Yes, indeed, I did just date myself.
But look. That's not important. What we're learning from the volcanic ash emitted during the eruption is. And folks, that ash got salty!
During an eruption, chemical reactions that occur between volcanic ash and the SO2-rich plume form salt coatings on the surfaces of ash particles. These coatings contain a wide range of components that are soluble (easily dissolved).

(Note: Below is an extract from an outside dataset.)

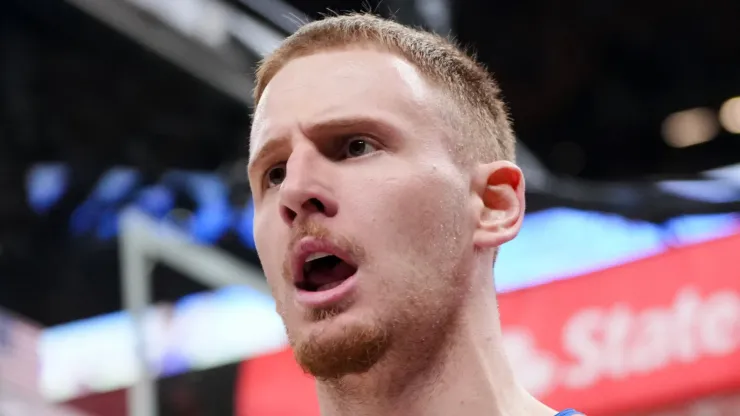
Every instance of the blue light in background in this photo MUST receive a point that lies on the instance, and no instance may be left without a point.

Upon contact with water, either through ash falling into water catchments or by rain falling on ash, the soluble components are washed from the ash. This can impact human and agricultural activities, both positively (if ash supplies nutrient elements, such as sulfur, to soil) and negatively (if ash can release potentially toxic species, such as fluoride).
The composition of the ash coating can be measured in the laboratory through ash leaching experiments. This is performed by mixing samples of freshly erupted volcanic ash with ultrapure water and measuring the change in the water chemistry.
These "leachate" results from the laboratory can then be scaled with the amount of ashfall to evaluate the potential impact on water resources, agriculture, and human health. If the ash coating poses a hazard, then appropriate protective actions can be communicated.
We haven't heard the end of Kilauea, folks. There is more. So very much more.